- Chinese version: https://www.zybuluo.com/hanbingtao/note/485480
- English version: http://cs231n.github.io/convolutional-networks/#layers

Regular Neural Nets don’t scale well to full images. In CIFAR-10, images are only of size $32\times 32\times 3$ (32 wide, 32 high, 3 color channels), so a single fully-connected neuron in a first hidden layer of a regular Neural Network would have $32*32*3$ = 3072 weights. This amount still seems manageable, but clearly this fully-connected structure does not scale to larger images. For example, an image of more respectable size, e.g. $200\times 200\times 3$, would lead to neurons that have 200*200*3 = 120,000 weights. Moreover, we would almost certainly want to have several such neurons, so the parameters would add up quickly! Clearly, this full connectivity is wasteful and the huge number of parameters would quickly lead to overfitting.
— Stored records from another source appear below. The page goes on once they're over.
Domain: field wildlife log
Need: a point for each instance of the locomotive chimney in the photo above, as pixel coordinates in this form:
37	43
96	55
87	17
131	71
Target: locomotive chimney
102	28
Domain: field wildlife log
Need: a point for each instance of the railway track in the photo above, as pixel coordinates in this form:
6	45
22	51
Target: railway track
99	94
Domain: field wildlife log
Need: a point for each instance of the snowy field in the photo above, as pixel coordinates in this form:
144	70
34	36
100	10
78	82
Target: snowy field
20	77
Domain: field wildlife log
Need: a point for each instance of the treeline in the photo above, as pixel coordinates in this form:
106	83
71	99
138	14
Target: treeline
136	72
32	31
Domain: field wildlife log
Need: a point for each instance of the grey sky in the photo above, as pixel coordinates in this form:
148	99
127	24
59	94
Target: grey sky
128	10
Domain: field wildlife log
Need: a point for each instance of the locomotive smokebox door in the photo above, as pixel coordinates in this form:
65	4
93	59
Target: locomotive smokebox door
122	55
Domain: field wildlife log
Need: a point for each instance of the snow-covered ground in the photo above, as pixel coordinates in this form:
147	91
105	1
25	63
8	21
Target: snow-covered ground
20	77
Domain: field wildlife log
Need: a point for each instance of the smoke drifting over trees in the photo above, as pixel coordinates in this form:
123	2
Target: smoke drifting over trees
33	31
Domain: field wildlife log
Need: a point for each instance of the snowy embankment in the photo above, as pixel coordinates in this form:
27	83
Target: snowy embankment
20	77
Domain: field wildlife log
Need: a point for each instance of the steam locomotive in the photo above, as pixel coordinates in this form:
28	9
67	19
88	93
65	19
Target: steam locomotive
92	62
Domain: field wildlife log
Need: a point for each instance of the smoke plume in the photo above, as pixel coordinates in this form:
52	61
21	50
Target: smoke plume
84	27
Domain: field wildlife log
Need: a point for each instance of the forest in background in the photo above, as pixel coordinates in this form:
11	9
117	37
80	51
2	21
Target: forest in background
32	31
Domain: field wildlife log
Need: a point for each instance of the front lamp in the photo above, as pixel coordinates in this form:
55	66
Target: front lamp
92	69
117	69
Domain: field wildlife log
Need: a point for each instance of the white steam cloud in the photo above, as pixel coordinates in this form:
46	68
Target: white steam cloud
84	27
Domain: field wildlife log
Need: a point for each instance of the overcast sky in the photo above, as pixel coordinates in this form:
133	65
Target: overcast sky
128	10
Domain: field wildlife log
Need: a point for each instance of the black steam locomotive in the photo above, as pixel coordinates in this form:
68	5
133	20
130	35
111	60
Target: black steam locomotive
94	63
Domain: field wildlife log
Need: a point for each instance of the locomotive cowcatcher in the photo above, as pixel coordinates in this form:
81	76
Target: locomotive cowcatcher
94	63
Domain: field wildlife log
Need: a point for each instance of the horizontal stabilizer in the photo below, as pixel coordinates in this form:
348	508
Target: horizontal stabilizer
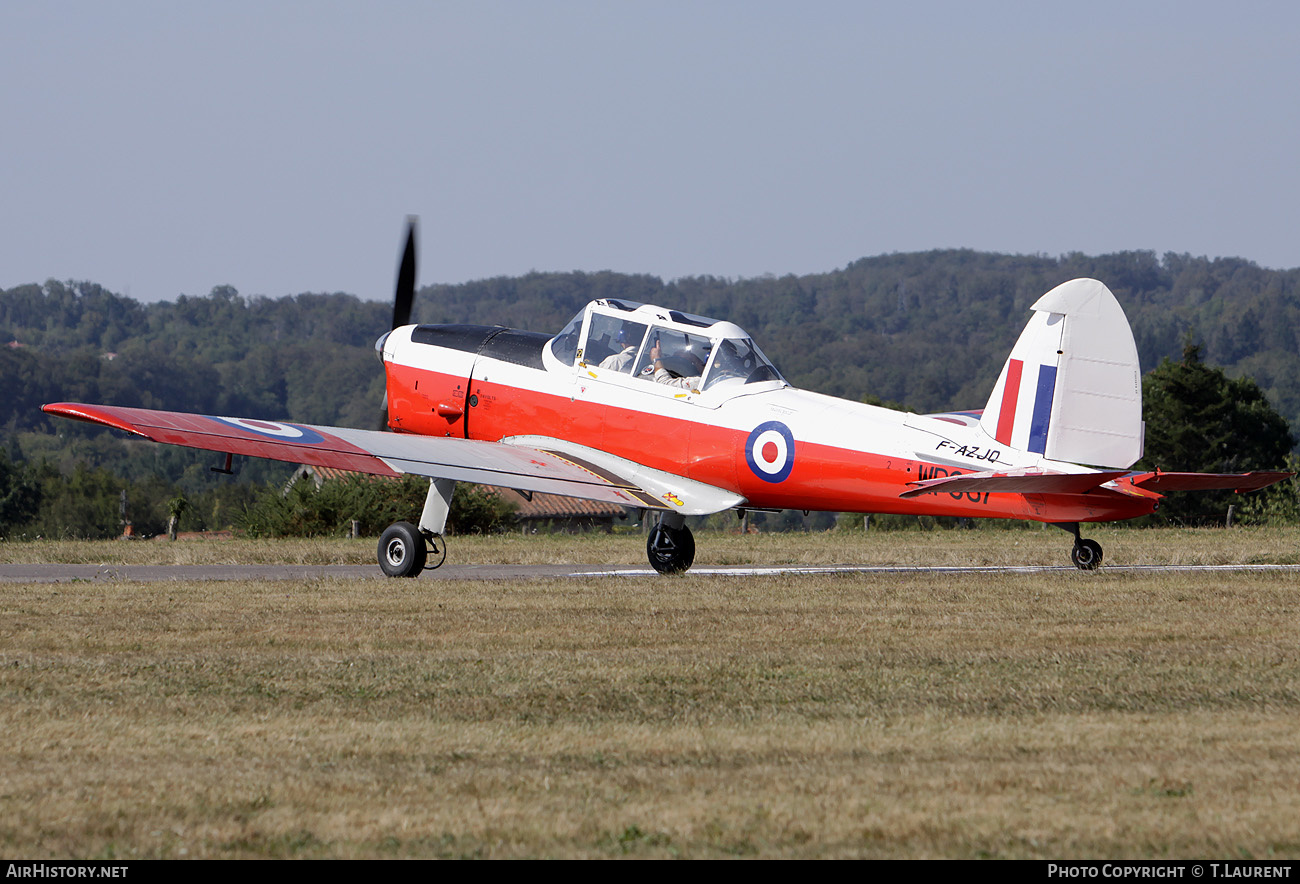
1239	482
1015	481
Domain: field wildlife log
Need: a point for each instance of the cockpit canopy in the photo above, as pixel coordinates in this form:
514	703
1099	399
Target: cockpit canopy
620	336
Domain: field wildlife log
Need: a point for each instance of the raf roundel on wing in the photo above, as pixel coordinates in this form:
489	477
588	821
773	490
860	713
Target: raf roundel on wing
273	429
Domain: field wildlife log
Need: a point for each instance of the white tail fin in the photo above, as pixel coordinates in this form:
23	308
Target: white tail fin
1071	389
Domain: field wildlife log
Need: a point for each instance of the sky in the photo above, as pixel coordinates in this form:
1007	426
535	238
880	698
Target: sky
165	148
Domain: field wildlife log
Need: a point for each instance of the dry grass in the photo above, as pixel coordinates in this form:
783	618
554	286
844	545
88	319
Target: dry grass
883	715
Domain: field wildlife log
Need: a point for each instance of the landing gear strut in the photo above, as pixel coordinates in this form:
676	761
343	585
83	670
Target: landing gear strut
406	549
671	547
1086	553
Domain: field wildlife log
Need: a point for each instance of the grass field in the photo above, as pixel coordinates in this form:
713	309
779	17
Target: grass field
1058	714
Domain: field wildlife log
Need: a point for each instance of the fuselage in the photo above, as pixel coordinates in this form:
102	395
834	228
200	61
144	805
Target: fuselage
778	446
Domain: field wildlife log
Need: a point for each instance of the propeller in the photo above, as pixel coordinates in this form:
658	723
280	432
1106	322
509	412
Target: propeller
403	298
404	294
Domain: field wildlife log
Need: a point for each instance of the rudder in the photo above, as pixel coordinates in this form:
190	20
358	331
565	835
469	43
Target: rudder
1071	388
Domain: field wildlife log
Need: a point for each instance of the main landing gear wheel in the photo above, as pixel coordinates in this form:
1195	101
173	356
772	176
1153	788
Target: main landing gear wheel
403	553
671	550
1086	554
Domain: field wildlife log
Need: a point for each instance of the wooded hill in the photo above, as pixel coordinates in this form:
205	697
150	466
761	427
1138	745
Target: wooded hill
928	329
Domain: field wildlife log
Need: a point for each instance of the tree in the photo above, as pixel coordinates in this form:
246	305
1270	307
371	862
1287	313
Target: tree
20	494
1200	420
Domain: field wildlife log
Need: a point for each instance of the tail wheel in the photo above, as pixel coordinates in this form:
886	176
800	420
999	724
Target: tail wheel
671	550
1086	554
402	550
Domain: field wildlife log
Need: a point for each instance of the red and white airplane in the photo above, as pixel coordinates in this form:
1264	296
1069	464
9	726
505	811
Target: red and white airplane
663	411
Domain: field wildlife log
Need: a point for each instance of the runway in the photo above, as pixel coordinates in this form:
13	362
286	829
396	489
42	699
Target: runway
61	573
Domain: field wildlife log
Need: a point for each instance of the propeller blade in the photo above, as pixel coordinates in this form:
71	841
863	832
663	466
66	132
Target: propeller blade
404	295
403	298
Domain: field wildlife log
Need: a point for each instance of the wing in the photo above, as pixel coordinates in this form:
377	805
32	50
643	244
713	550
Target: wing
532	466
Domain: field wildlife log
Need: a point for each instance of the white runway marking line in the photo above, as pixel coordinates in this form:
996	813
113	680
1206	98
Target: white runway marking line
895	568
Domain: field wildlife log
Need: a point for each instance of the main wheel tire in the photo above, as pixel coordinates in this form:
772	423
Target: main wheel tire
1086	555
402	550
671	550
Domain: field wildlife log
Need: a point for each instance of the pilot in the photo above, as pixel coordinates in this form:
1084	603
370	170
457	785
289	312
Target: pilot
620	360
664	376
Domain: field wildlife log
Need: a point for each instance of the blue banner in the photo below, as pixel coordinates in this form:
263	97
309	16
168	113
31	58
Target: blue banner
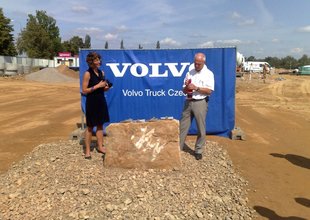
148	84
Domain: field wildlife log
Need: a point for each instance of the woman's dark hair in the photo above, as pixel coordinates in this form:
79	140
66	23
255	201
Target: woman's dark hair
91	57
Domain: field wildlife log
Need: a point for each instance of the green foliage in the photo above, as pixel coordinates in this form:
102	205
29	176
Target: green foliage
7	47
75	43
40	38
287	62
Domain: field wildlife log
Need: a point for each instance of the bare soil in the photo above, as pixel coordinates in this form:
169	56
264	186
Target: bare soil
275	117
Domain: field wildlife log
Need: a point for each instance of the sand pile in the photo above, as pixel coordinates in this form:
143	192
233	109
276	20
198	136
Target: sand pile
59	74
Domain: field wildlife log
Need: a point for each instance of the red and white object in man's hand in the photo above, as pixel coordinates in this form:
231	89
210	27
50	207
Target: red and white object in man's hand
189	91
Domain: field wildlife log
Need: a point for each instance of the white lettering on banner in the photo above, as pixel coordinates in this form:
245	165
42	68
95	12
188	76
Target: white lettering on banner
152	93
145	70
172	92
132	92
155	93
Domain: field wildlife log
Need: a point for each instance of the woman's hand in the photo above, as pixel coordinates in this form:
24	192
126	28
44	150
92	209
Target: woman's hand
102	84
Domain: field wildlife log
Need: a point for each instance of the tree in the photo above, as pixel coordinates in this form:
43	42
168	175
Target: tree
40	38
304	60
87	43
7	47
122	45
157	45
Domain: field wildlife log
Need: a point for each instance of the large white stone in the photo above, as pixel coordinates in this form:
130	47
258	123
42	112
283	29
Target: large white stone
143	145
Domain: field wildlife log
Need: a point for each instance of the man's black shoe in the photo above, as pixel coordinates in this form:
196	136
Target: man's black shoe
198	156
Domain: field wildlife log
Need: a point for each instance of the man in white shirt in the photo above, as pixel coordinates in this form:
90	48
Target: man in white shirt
198	85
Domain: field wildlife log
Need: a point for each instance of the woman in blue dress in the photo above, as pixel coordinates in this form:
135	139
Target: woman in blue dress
94	85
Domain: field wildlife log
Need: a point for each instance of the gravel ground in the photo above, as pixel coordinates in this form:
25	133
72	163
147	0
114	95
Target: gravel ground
54	181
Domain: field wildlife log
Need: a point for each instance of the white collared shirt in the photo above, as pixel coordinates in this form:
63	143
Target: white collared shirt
203	79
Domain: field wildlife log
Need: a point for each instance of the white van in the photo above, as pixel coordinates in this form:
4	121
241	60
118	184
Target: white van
255	66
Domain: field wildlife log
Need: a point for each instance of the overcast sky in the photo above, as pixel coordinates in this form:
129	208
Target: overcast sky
257	28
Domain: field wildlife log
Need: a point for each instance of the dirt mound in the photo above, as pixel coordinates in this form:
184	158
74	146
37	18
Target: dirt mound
53	75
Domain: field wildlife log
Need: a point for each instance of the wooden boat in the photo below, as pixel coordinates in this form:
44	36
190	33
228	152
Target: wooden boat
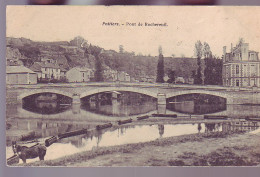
165	115
215	117
72	133
100	127
51	140
13	160
252	118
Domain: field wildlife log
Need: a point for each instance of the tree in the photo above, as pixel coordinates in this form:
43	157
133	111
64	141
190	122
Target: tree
171	75
79	42
95	51
121	49
160	67
206	50
198	53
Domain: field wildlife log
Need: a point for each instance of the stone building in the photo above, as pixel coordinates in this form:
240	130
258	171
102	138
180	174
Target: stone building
79	74
20	75
241	66
46	70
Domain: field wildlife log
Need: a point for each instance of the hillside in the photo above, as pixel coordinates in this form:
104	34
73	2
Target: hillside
72	53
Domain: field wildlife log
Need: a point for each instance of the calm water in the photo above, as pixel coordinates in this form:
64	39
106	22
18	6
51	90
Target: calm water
128	134
49	114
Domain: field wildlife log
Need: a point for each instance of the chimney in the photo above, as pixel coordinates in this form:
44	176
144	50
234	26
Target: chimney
224	50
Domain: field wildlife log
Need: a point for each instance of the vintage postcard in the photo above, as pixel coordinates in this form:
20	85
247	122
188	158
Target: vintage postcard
91	86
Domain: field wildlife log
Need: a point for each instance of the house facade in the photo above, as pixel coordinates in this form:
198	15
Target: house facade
79	74
241	67
20	75
46	70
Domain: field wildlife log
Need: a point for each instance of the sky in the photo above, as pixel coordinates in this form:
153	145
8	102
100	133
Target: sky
218	26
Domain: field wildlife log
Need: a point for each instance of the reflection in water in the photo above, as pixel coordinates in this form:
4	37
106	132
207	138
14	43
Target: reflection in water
196	104
130	134
46	103
119	103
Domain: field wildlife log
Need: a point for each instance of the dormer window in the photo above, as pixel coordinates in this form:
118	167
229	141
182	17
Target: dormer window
237	69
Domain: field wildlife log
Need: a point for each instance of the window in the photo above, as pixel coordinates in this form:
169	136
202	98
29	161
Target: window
237	69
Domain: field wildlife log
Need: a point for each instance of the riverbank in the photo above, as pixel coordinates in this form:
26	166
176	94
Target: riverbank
212	149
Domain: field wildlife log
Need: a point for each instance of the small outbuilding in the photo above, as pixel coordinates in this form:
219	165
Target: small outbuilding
79	74
20	75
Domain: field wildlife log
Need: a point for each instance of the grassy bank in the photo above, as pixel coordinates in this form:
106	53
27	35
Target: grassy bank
213	149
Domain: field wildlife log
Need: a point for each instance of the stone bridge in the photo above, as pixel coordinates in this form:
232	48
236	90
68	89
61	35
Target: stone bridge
76	91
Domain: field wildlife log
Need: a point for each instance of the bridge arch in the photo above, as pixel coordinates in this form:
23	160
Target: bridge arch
126	89
208	92
32	92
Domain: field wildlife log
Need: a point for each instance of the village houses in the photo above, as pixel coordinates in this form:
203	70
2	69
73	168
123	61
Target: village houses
241	66
79	74
20	75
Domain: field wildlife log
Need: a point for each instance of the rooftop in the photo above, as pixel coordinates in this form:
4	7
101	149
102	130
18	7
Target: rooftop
18	69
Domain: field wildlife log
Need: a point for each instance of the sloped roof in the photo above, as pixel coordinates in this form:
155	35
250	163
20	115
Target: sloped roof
38	65
83	69
18	69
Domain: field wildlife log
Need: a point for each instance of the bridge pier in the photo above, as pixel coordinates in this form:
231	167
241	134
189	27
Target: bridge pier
161	99
161	103
75	99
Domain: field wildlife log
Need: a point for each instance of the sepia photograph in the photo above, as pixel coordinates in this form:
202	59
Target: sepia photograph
127	86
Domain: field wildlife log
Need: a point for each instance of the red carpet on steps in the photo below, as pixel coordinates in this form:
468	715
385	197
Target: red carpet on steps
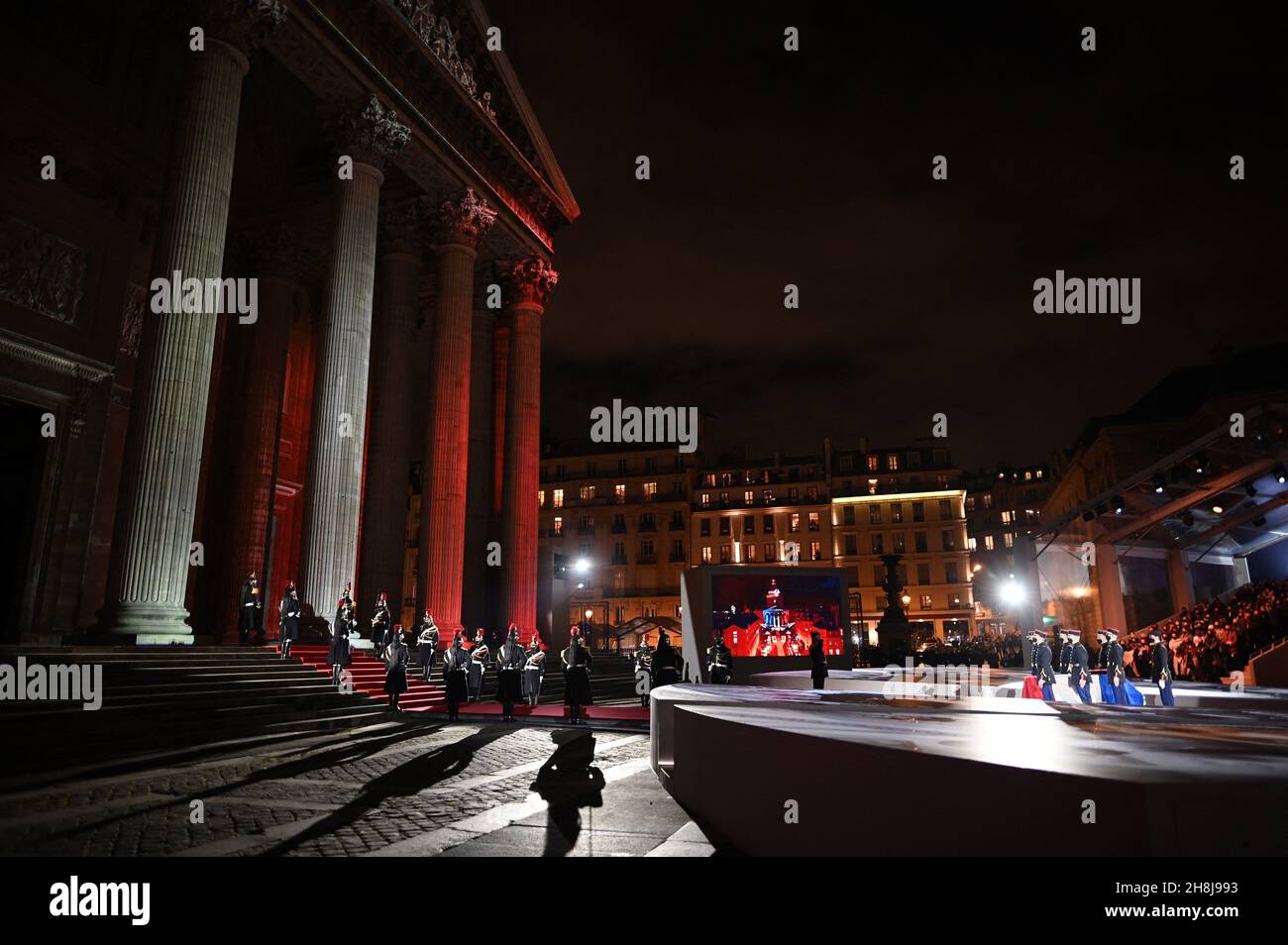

Convolutional Neural Networks take advantage of the fact that the input consists of images and they constrain the architecture in a more sensible way. In particular, unlike a regular Neural Network, the layers of a ConvNet have neurons arranged in 3 dimensions: width, height, depth. (Note that the word depth here refers to the third dimension of an activation volume, not to the depth of a full Neural Network, which can refer to the total number of layers in a network.) For example, the input images in CIFAR-10 are an input volume of activations, and the volume has dimensions $32\times 32\times 3$ (width, height, depth respectively). As we will soon see, the neurons in a layer will only be connected to a small region of the layer before it, instead of all of the neurons in a fully-connected manner. Moreover, the final output layer would for CIFAR-10 have dimensions $1\times 1\times 10$, because by the end of the ConvNet architecture we will reduce the full image into a single vector of class scores, arranged along the depth dimension. Here is a visualization:

A regular 3-layer Neural Network

A ConvNet arranges its neurons in three dimensions (width, height, depth), as visualized in one of the layers. Every layer of a ConvNet transforms the 3D input volume to a 3D output volume of neuron activations. In this example, the red input layer holds the image, so its width and height would be the dimensions of the image, and the depth would be 3 (Red, Green, Blue channels)

A simple ConvNet is a sequence of layers, and every layer of a ConvNet transforms one volume of activations to another through a differentiable function. We use three main types of layers to build ConvNet architectures: **Convolutional Layer**, **Pooling Layer**, and **Fully-Connected Layer** (exactly as seen in regular Neural Networks). We will stack these layers to form a full ConvNet architecture.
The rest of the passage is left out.